To develop a microarray-based high-throughput resequencing system for the causative and disease-related genes of amyotrophic lateral sclerosis (ALS) and other neurodegenerative diseases.
Validation of the system was conducted in terms of the signal-to-noise ratio, accuracy, and throughput. Comprehensive gene analysis was applied for patients with ALS.
Ten patients with familial ALS, 35 patients with sporadic ALS, and 238 controls.

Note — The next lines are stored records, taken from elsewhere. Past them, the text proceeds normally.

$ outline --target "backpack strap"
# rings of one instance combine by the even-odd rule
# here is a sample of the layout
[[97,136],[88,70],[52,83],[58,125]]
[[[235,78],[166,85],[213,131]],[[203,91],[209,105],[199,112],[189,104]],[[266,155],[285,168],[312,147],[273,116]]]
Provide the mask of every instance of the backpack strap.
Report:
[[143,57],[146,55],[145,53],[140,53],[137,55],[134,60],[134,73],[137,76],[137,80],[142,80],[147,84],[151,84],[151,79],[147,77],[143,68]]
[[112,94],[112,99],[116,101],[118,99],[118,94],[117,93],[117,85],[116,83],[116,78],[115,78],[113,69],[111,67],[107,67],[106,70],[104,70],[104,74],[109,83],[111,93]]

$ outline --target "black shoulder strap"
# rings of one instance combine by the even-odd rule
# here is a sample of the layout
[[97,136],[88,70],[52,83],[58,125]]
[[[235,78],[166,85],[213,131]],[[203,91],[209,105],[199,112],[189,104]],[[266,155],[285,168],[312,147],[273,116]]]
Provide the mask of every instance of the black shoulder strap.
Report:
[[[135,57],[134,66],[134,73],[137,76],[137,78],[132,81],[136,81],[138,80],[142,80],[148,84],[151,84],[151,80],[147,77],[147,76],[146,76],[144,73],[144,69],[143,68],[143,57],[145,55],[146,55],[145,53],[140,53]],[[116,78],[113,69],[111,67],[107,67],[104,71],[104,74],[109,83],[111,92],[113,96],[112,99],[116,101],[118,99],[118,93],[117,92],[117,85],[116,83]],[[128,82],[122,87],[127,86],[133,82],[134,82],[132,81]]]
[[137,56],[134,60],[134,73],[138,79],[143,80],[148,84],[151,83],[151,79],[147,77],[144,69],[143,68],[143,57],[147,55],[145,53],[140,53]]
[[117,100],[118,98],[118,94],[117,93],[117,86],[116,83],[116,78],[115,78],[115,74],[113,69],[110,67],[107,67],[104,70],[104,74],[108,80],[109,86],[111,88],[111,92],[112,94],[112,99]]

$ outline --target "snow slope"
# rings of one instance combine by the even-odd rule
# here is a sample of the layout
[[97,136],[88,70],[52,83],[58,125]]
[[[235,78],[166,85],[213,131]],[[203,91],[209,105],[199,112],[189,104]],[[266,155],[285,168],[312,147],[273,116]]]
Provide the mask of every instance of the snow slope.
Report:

The system detected point mutations with 100% accuracy and completed the resequencing of 270 kilobase pairs in 3 working days with greater than 99.9% accuracy of base calls, or the determination of base(s) at each position. Analysis of patients with familial ALS revealed 2 SOD1 mutations. Analysis of the 35 patients with sporadic ALS revealed a previously known SOD1 mutation, S134N, a novel putative pathogenic DCTN1 mutation, R997W, and 9 novel variants including 4 nonsynonymous heterozygous variants consisting of 2 in ALS2, 1 in ANG, and 1 in VEGF that were not found in the controls.
The DNA microarray–based resequencing system is a powerful tool for high-throughput comprehensive analysis of causative and disease-related genes. It can be used to detect mutations in familial and sporadic cases and to identify numerous novel variants potentially associated with genetic risks.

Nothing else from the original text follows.